How does it do this? There are several different groups, or classes, of drugs and each class attacks the virus in a different way. Your treatment will include drugs from different classes, to fight the virus on different fronts.

Soon after a person starts taking HIV treatment, viral replication slows down dramatically. The assembly line for producing more HIV essentially slows to a crawl. Since very few new copies of the virus are now being created, the amount of HIV in your body—your viral load—drops. Most people’s viral loads fall to undetectable levels within three to six months of starting treatment.

Suppressing HIV in this way allows your immune system to regain its strength. Your CD4 count rises, the risk of serious infections drops, and any symptoms of HIV infection that you may have experienced diminish or disappear.

Undetectable≠cure

An undetectable viral load (viral load is the amount of HIV measured in a person’s blood) does not mean that the virus is completely gone.
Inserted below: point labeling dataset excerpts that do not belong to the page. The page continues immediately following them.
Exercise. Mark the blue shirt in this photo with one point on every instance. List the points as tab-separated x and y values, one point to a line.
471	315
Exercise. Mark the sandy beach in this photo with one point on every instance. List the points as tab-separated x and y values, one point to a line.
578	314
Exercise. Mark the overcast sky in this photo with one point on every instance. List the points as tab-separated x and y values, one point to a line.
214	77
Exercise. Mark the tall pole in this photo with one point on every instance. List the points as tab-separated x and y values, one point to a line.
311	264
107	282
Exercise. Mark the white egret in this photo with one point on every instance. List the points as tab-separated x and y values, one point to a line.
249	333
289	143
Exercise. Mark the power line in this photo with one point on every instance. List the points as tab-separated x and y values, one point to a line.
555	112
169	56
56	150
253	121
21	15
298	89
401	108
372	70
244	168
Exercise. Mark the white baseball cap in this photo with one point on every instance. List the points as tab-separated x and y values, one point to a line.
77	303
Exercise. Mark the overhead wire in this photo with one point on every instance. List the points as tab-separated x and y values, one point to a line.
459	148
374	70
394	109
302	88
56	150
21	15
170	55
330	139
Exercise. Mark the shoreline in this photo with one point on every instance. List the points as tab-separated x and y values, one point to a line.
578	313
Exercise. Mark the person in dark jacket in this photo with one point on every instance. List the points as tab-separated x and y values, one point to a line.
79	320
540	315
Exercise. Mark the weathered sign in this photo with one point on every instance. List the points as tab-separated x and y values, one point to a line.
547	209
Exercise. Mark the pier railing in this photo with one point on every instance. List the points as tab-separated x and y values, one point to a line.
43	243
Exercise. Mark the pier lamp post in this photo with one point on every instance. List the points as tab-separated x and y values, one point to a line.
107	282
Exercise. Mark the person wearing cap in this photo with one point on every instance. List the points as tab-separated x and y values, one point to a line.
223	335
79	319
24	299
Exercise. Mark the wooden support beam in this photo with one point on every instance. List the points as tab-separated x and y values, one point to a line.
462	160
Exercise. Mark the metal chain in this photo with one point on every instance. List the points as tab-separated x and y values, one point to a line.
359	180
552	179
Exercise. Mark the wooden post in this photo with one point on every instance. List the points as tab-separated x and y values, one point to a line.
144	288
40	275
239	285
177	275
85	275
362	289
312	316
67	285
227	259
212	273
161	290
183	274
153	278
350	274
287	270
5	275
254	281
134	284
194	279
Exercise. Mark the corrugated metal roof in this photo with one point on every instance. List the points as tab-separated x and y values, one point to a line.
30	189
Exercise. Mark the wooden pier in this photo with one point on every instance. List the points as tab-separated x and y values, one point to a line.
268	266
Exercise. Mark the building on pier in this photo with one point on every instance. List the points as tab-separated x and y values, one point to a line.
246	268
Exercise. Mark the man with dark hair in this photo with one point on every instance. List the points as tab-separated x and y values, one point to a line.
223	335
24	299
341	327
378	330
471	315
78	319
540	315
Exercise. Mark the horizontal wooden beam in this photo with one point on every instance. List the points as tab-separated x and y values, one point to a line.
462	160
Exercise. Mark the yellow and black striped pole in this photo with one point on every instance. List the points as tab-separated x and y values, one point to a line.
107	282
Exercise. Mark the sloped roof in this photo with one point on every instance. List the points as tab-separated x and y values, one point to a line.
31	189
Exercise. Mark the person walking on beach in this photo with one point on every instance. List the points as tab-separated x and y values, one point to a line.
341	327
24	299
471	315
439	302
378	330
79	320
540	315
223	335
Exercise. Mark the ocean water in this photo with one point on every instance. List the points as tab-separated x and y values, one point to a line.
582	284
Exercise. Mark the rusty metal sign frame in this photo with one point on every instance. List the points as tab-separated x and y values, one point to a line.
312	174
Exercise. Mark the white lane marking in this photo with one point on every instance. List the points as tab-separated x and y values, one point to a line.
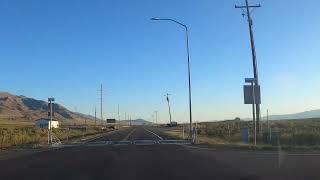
257	153
153	133
131	132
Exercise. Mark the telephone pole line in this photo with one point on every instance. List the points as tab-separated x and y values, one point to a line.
118	116
167	96
95	116
101	104
246	12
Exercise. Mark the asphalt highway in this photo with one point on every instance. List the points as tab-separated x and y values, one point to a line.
158	161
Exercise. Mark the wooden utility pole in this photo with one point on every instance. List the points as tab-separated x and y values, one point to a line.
167	96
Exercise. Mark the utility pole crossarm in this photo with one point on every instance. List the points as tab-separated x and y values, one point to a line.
254	6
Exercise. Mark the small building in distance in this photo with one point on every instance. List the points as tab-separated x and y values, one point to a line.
44	123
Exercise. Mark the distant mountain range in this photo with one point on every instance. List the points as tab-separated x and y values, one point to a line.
21	108
301	115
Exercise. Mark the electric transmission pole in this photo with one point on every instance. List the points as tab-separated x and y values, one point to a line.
246	12
95	116
167	95
118	116
101	104
156	112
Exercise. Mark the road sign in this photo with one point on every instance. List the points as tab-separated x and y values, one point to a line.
248	95
111	121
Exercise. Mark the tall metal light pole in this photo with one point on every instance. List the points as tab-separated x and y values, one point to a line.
189	73
246	11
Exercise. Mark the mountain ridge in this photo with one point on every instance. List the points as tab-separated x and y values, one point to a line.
23	108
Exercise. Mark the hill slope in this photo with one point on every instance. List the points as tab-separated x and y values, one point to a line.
21	108
301	115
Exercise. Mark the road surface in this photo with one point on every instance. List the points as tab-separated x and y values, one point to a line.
157	161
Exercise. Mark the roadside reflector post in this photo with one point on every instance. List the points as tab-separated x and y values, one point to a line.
252	96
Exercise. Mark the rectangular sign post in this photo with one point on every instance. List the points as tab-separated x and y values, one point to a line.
248	94
252	96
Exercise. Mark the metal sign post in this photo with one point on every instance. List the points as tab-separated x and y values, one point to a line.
252	96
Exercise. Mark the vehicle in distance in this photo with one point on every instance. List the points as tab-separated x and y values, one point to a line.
111	123
172	124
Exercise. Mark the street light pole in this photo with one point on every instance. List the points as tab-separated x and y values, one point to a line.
189	71
246	9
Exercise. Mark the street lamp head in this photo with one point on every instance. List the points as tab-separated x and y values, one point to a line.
250	80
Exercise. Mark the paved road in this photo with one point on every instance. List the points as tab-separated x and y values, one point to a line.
158	162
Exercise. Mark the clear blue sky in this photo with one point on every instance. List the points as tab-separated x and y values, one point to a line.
65	49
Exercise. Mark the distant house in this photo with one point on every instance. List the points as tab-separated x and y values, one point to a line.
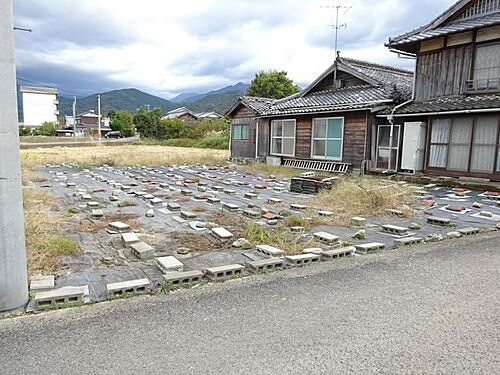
181	113
208	115
39	105
328	126
451	126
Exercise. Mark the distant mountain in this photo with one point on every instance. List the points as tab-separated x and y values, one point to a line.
122	100
192	97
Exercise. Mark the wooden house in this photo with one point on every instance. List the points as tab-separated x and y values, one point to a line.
327	126
451	127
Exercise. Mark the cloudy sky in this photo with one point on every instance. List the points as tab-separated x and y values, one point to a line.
166	47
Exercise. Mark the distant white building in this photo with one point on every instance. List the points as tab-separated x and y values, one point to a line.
39	105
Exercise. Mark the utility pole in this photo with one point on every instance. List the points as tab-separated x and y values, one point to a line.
74	117
13	273
99	116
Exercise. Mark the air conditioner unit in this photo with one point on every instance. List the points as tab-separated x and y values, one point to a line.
412	158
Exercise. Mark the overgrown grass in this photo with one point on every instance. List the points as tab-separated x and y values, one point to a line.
44	242
363	197
120	155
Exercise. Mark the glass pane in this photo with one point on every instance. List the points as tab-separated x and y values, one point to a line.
335	128
288	147
440	131
334	149
277	129
319	148
319	129
245	132
437	156
289	129
276	146
384	133
236	132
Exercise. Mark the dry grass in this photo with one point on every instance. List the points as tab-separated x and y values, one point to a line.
93	226
122	155
363	197
44	243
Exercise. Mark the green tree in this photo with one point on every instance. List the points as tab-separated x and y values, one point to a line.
272	84
123	122
148	123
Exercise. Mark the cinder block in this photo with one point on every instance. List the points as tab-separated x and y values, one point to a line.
408	241
369	247
263	265
142	250
326	238
338	253
58	297
183	278
129	238
132	286
224	272
270	251
302	260
438	221
169	264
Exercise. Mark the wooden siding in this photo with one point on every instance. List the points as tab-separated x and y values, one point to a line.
444	72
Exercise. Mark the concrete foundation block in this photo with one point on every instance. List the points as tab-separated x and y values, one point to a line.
58	297
369	247
338	253
270	251
169	264
302	260
142	250
224	272
132	286
264	265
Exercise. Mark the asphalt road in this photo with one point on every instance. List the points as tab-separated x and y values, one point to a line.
430	309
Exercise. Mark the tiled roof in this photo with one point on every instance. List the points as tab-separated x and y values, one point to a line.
458	26
357	97
449	104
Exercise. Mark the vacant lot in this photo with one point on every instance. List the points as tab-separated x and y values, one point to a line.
128	155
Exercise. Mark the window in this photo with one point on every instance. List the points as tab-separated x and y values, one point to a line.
241	132
440	137
386	151
487	67
283	137
328	138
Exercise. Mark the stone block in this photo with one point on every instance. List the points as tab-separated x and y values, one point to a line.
326	238
174	279
169	264
119	227
58	297
302	260
222	233
369	247
338	253
270	251
264	265
132	286
224	272
408	241
42	283
142	250
129	238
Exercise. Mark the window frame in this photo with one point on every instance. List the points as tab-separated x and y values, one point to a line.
326	139
240	126
282	137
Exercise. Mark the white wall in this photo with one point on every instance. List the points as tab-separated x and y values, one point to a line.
38	108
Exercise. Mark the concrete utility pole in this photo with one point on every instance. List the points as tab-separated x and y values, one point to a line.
99	116
13	273
74	117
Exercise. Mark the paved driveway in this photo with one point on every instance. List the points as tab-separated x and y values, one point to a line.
432	309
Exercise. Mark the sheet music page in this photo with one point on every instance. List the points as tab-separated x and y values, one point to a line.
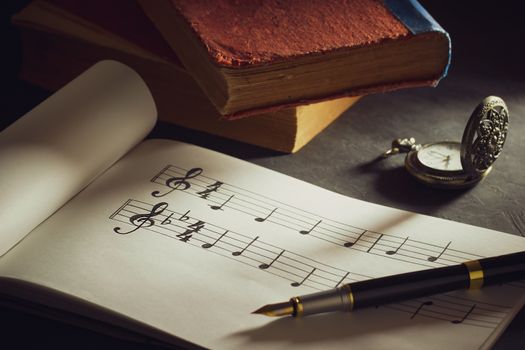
191	241
56	149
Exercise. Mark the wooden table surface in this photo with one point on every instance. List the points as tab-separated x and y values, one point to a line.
487	60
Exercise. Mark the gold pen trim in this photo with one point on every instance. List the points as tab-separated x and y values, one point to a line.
297	306
475	273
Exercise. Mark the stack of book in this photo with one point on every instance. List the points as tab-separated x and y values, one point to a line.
273	74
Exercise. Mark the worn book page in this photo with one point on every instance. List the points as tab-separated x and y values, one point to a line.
191	241
51	153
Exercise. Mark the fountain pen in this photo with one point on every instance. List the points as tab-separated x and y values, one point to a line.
471	275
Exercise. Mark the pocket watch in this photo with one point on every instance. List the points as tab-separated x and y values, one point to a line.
449	164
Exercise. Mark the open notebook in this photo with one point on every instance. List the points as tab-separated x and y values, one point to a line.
181	244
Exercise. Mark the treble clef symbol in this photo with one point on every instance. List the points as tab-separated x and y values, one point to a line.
144	220
179	182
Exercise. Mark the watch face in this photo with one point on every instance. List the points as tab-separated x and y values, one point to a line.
444	156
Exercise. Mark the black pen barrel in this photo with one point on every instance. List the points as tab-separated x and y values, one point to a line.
471	274
409	285
505	268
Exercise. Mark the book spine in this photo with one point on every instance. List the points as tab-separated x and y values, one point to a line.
418	21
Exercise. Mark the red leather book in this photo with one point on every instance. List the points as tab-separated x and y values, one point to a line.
250	56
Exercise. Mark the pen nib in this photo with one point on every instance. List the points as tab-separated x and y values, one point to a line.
279	309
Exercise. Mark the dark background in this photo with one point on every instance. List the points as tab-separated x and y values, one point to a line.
488	59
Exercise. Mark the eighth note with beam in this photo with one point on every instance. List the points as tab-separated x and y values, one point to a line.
239	252
394	252
305	232
219	207
434	258
267	216
209	245
297	284
264	266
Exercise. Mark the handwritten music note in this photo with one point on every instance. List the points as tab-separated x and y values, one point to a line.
375	242
249	202
219	207
167	220
393	252
209	245
425	303
239	252
297	284
210	189
144	220
184	217
292	266
350	244
305	232
464	316
264	266
179	182
435	258
193	228
267	216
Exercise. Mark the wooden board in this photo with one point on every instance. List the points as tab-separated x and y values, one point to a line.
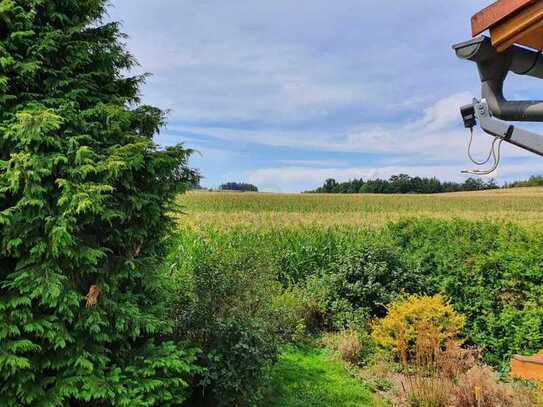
524	27
495	13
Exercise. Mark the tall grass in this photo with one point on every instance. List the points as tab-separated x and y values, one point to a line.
264	211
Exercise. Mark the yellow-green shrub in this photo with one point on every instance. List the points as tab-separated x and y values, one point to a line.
413	316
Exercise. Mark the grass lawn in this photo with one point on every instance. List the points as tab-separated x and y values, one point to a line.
311	378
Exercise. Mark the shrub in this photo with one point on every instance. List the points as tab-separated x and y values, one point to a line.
226	308
492	272
400	331
371	277
348	344
84	202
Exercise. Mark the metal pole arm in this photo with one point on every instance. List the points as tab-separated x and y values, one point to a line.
493	69
479	111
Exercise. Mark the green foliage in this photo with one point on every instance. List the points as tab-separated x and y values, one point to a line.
373	276
493	273
403	184
84	197
304	378
226	306
533	181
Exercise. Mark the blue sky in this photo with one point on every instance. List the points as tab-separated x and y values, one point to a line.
285	93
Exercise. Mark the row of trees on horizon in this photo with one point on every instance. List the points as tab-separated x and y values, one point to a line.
405	184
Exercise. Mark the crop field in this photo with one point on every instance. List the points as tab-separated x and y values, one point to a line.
523	206
302	268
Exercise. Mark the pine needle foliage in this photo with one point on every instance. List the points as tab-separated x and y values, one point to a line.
84	198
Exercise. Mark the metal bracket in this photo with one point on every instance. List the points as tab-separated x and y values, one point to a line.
479	111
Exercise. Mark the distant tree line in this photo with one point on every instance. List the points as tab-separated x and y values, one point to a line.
238	186
403	184
533	181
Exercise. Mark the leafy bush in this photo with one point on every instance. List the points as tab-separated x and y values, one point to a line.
400	330
226	307
354	346
373	276
84	202
359	285
492	272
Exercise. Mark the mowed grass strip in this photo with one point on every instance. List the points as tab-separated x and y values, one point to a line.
311	378
523	206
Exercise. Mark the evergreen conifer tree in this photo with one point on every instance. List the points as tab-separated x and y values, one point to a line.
84	197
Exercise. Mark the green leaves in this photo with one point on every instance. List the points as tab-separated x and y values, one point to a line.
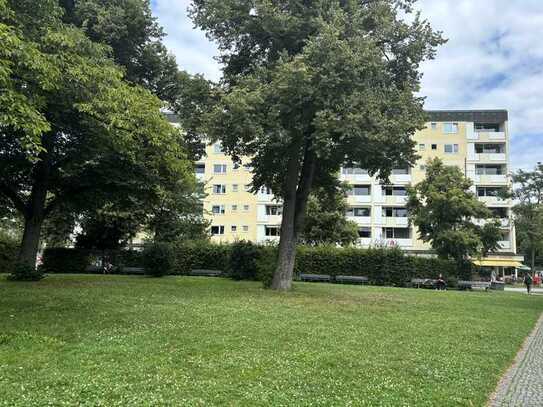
449	216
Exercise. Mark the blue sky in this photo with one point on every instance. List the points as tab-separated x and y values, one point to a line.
493	60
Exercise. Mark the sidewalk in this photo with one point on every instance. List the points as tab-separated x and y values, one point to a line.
523	290
522	384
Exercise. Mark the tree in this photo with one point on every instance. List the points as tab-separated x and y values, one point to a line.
529	210
326	221
135	37
309	86
72	129
446	214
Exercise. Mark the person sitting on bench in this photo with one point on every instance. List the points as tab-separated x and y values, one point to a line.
440	283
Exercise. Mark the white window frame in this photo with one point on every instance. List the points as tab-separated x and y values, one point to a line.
220	207
453	128
220	231
222	188
220	167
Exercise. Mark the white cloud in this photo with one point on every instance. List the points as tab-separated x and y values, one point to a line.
493	60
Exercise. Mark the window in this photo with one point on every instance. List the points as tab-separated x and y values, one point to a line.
353	171
358	211
487	127
451	148
395	212
364	232
360	190
489	169
217	209
500	213
217	148
394	191
274	210
272	231
397	233
400	171
217	230
450	128
489	148
219	168
489	191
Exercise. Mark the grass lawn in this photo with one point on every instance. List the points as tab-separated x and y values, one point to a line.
127	340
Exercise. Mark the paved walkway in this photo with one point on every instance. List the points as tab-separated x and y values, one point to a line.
522	385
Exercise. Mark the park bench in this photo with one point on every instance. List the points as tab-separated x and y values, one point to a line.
423	282
131	270
205	273
315	277
352	279
470	285
497	285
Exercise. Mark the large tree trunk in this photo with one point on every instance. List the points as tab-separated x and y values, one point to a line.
282	278
533	259
35	213
297	190
31	241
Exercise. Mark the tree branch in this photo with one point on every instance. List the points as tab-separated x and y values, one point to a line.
14	197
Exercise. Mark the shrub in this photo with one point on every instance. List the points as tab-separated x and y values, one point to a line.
201	255
9	248
159	259
242	261
65	260
382	266
25	272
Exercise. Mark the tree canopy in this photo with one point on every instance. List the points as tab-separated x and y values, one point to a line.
529	211
446	214
326	221
72	128
309	86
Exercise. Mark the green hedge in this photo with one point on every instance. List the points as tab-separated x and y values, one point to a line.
8	254
382	266
247	261
64	260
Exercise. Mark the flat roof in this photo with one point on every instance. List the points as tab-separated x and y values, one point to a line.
480	116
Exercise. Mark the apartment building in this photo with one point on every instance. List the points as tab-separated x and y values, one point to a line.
477	141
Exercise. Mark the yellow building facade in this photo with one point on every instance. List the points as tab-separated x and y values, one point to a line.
475	141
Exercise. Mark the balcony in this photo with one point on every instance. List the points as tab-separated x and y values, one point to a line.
489	178
399	242
488	157
400	178
357	199
395	221
363	241
360	220
355	178
488	135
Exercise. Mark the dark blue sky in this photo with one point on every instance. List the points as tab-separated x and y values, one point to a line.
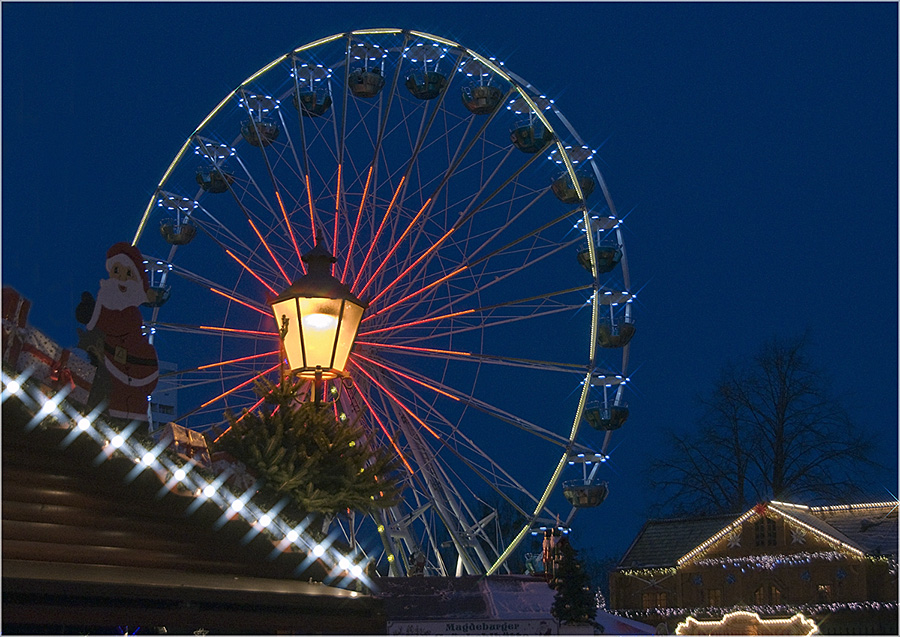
754	144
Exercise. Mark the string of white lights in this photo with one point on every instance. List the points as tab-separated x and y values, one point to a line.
343	569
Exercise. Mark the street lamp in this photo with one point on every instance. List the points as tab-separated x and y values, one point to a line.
318	317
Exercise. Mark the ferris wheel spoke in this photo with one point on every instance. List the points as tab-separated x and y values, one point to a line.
437	212
480	311
454	164
482	473
499	277
456	435
465	217
213	329
386	432
443	494
462	398
474	357
468	267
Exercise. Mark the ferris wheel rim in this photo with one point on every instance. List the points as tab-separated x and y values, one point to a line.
520	87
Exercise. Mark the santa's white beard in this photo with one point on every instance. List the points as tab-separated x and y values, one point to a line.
113	297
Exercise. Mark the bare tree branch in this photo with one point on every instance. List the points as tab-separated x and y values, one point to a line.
770	429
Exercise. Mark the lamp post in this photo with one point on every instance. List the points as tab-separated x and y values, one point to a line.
318	317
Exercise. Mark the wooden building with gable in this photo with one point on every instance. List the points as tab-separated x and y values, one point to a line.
837	564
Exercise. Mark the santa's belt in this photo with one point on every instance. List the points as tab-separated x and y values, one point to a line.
132	360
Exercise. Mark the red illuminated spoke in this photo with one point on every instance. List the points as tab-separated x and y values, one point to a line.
397	401
374	240
468	215
397	244
268	249
212	329
462	397
238	360
359	214
386	432
237	387
477	311
475	263
244	303
460	439
337	212
479	358
248	269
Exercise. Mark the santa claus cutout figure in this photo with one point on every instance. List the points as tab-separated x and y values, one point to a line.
127	367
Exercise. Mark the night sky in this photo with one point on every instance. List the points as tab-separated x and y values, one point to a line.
752	146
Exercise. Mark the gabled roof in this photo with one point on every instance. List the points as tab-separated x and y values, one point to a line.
870	527
863	529
661	542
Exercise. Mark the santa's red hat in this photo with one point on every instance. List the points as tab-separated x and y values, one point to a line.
130	256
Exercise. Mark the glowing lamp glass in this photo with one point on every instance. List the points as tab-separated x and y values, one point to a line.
318	318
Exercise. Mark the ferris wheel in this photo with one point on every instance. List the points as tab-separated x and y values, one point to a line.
469	218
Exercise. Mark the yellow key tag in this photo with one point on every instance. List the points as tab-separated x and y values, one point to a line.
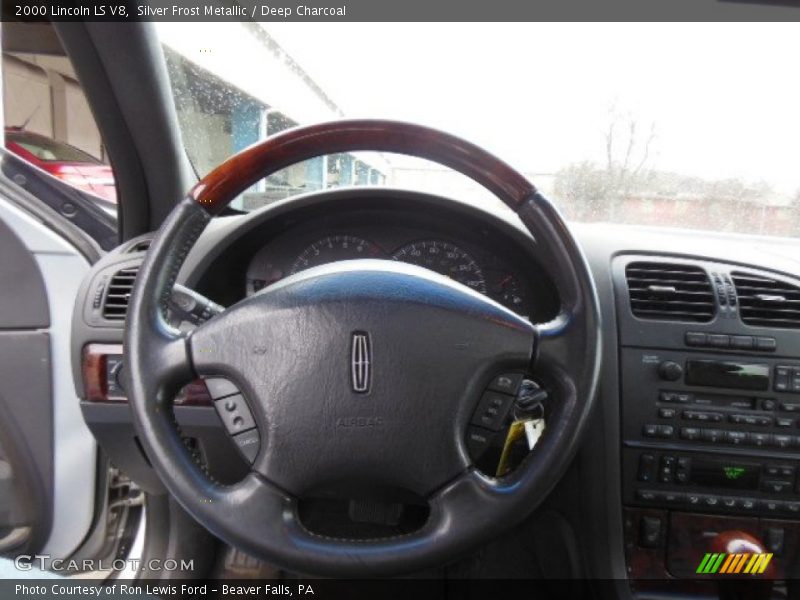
533	431
515	433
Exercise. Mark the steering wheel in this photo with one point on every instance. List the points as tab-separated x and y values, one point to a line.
432	346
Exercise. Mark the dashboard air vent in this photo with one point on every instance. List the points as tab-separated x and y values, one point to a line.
141	246
119	293
766	302
670	292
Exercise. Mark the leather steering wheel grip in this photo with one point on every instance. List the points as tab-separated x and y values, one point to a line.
260	517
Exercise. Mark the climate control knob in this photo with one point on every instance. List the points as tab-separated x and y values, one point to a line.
670	370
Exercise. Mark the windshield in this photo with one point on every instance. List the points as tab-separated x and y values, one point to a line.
49	150
679	125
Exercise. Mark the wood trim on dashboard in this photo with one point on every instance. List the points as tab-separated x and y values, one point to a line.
94	367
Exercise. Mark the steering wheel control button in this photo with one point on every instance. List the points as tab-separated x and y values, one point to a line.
248	444
492	410
478	441
507	383
219	387
235	414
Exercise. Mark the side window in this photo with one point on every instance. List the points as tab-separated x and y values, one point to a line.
47	121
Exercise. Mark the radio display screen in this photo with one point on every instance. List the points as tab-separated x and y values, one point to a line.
737	475
740	376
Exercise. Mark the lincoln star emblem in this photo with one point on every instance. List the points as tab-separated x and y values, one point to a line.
360	367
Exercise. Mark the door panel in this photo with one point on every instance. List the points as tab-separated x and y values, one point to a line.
43	436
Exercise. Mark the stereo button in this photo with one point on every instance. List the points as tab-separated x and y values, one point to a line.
694	415
737	438
650	430
760	439
766	344
748	503
690	433
647	468
744	342
730	502
695	338
665	431
719	341
776	486
646	495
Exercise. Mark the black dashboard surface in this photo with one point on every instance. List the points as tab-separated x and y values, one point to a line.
238	254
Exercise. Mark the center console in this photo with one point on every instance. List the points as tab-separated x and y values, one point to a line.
710	408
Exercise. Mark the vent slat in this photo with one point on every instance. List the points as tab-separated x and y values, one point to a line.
760	302
115	304
670	291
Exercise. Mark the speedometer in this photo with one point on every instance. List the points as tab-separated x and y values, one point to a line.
335	248
446	259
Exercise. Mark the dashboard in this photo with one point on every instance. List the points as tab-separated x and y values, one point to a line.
671	453
493	259
460	259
Soon after a person becomes infected with HIV, the virus finds its way inside cells deep in the immune system and in certain organs such as the brain.

Current HIV treatments have difficulty penetrating the brain and other organs, as well as the immune system, and HIV can remain dormant or replicate there at very low levels. However, early diagnosis of HIV followed by immediate treatment means that HIV has less opportunity to penetrate deep into the immune system and establish these reservoirs.

Despite scientists’ best efforts, they have not yet found a way to eliminate HIV from deep within the immune system and from certain organs. Much research toward a cure for HIV focuses on this challenge. But, for now, HIV is a lifelong infection and HIV treatment is a lifelong commitment.